Perhaps this practice can help us understand the remarkable self-respect and dignity of those native people who have not been defeated by centuries of broken promises and cultural genocide. It would seem that gratitude—and the dignity and self-respect it engenders—has helped them survive. And that is an inspiration for all of us as we face the Great Unraveling and the suffering it brings. 

There is so much to be done, and the time is so short. We can proceed, of course, out of grim and angry desperation. But the tasks proceed more easily and productively from an attitude of thankfulness; it lets us rest in our deeper powers. 

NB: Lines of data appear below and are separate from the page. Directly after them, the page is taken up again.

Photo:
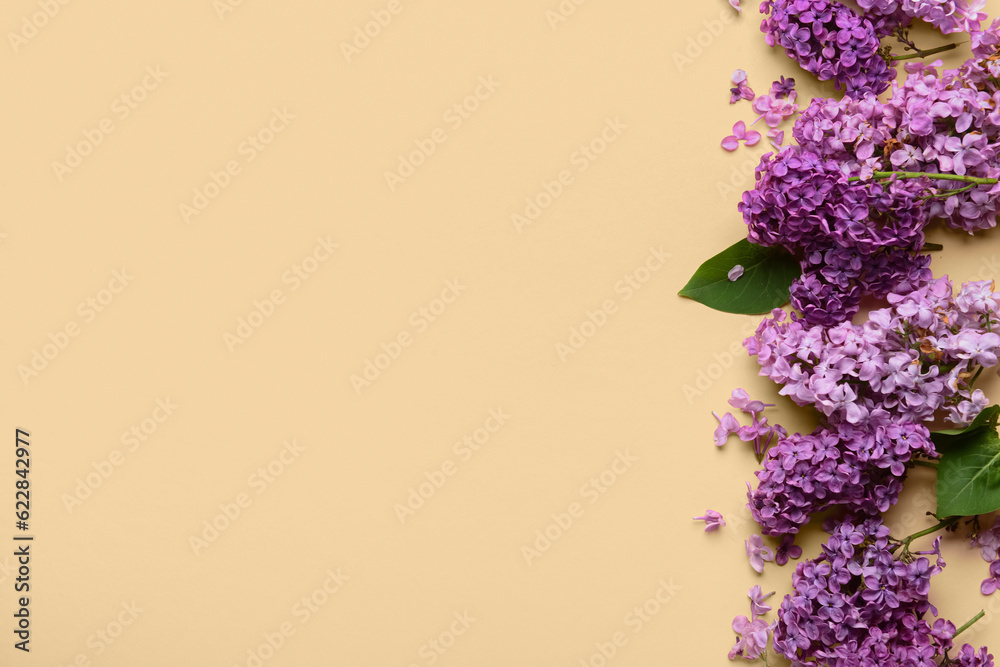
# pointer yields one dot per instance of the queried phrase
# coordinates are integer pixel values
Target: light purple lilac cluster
(988, 542)
(948, 16)
(857, 605)
(830, 40)
(907, 362)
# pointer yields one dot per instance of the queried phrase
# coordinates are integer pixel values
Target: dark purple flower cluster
(852, 238)
(856, 605)
(862, 469)
(830, 40)
(935, 122)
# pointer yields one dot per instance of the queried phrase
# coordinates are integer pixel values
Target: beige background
(555, 87)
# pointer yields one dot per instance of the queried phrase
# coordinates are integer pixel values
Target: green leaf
(767, 276)
(986, 418)
(969, 473)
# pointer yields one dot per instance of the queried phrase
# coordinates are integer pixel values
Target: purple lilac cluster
(988, 542)
(852, 238)
(759, 432)
(948, 16)
(753, 633)
(862, 469)
(857, 605)
(907, 362)
(935, 122)
(830, 40)
(949, 122)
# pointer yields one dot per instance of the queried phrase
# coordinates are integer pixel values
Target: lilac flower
(742, 401)
(757, 552)
(713, 520)
(857, 606)
(757, 606)
(776, 137)
(986, 41)
(969, 657)
(988, 541)
(742, 90)
(740, 133)
(787, 550)
(727, 426)
(774, 111)
(783, 88)
(752, 642)
(830, 40)
(992, 583)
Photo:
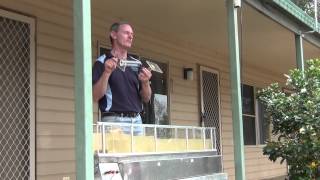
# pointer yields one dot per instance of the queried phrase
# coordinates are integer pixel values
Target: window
(156, 111)
(255, 126)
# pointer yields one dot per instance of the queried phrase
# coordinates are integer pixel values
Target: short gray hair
(115, 27)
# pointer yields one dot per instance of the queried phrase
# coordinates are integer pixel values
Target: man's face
(124, 36)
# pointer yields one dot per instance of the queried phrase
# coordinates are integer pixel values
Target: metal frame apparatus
(117, 155)
(157, 132)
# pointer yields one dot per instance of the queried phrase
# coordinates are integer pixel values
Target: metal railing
(115, 138)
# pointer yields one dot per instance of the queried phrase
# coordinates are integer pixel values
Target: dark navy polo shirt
(123, 93)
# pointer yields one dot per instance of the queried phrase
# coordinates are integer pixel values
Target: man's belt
(120, 114)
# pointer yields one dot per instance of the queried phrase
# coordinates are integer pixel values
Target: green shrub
(295, 119)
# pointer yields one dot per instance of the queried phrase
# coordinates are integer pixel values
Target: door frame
(215, 71)
(31, 21)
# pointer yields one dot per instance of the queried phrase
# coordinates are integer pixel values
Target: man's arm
(145, 91)
(100, 87)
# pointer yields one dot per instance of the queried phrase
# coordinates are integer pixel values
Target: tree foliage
(308, 6)
(295, 119)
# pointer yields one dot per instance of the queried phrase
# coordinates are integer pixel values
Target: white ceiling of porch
(204, 22)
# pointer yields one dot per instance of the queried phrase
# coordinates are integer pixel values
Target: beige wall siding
(55, 101)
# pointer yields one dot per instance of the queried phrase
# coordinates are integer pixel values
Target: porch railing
(115, 138)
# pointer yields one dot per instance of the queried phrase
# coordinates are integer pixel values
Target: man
(120, 93)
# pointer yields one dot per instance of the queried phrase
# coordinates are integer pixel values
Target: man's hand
(144, 75)
(110, 65)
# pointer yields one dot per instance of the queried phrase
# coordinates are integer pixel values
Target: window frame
(256, 116)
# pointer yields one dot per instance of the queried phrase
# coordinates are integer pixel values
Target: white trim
(31, 22)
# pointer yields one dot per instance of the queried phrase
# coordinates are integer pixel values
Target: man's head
(121, 34)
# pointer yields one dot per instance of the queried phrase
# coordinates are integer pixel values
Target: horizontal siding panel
(55, 116)
(55, 104)
(44, 65)
(53, 129)
(55, 142)
(55, 79)
(59, 176)
(180, 98)
(53, 30)
(54, 42)
(54, 168)
(55, 92)
(55, 155)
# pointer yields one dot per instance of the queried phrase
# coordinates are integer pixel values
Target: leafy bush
(295, 119)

“Let the beauty we love be what we do.
There are hundreds of ways to kneel and kiss the ground.”
– Rumi


Facilitating Gratitude Practices

Coming from gratitude begins with the guide’s warm welcoming of each person. To evoke at the outset the love we share for life in Earth relaxes and enlivens us all. It also opens us all to our pain for the world, because knowing what we treasure triggers the knowing of how endangered it is. 

In comments and instructions, take care not to tell people what to feel. This is true in every stage of the Spiral; in this stage, to over-name gratitude can sound both pious and flat. Allow feelings to arise and be named by participants.